# Euro Hinges for beginners - Part II



## Niki (16 Oct 2009)

Continued from part I
https://www.ukworkshop.co.uk/forums/view ... hp?t=36107

Regards
niki


----------



## paininthe (16 Oct 2009)

Great description and explanation,

thankyou


----------



## Paul Chapman (16 Oct 2009)

Great stuff, Niki =D> 

Cheers :wink: 

Paul


----------



## Gill (16 Oct 2009)

Thank you Niki  .


----------



## jjc_uk (19 Oct 2009)

Thanks again very good


----------



## Chris Knight (19 Oct 2009)

Niki,
Superbly clear - thanks very much.


----------



## LocalOak (26 Oct 2009)

Niki

came across this just as I was about to fit 10 inset cupboard doors. Have just done my first one following you're method and its spot on.

Thank you very much for taking the time to put this together, its made my life a whole lot easer.

Toby


----------



## wobblycogs (26 Oct 2009)

Cheers Niki, I've got a load of kitchen cabinet doors to make and fit. This should make life much easier. Really good write up too.


----------



## Niki (26 Oct 2009)

Thank you so much everybody

I'm so glade that it can help some of you....

By the way, if the door is too big for the drill press and you don't have a drill Stand or in case of "Field emergency", you can drill the holes also with a hand drill...







































































Regards
niki


----------



## Shultzy (1 Nov 2009)

Once again Niki, a great tutorial.

BTW the Oal you mentioned is spelt Awl and pronounced "all", it took me a while to work out what you meant. :lol:


----------



## Niki (1 Nov 2009)

Shultzy":1vvrjxbs said:


> BTW the Oal you mentioned is spelt Awl and pronounced "all", it took me a while to work out what you meant. :lol:


Thank you Shultzy

Ooooops, sorry....you see, how good it is that I attach pictures so even if the spelling is not correct, the picture will tell you....

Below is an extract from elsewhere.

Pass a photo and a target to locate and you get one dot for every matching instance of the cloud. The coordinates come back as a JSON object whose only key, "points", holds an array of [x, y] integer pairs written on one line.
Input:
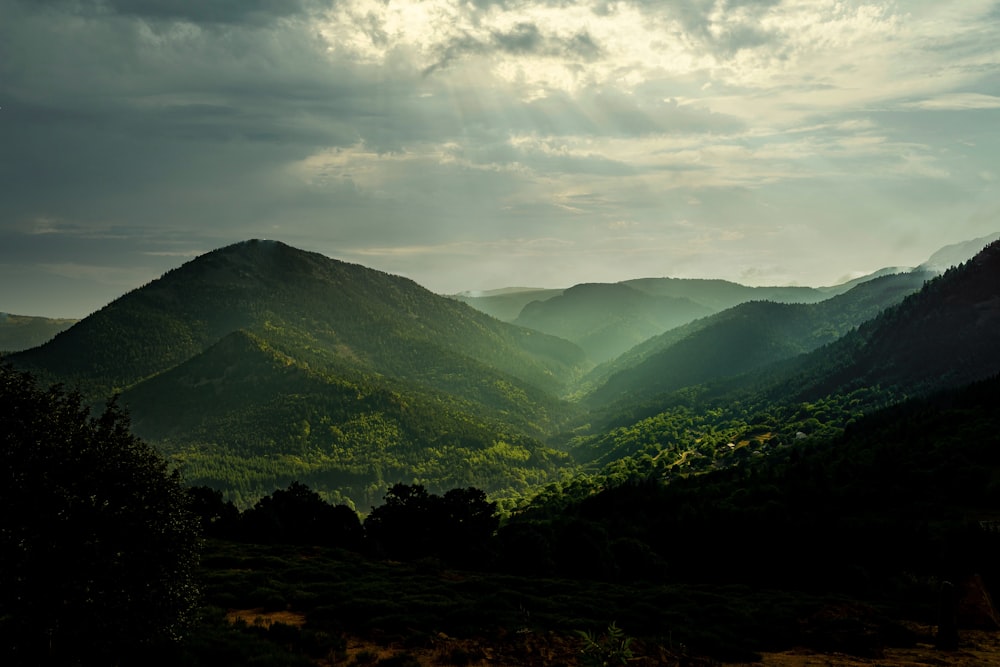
{"points": [[957, 102], [443, 129]]}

Thank you for the correction

Regards
niki


----------



## Shultzy (1 Nov 2009)

It was the first pic that mentioned the "Oal" that threw me, I couldn't work out what it was till I saw the second pic. :lol:


----------



## Larry James (10 Nov 2009)

Niki, 

As usual, your presentation, pictures and content are excellent. 

Thank you, Larry


----------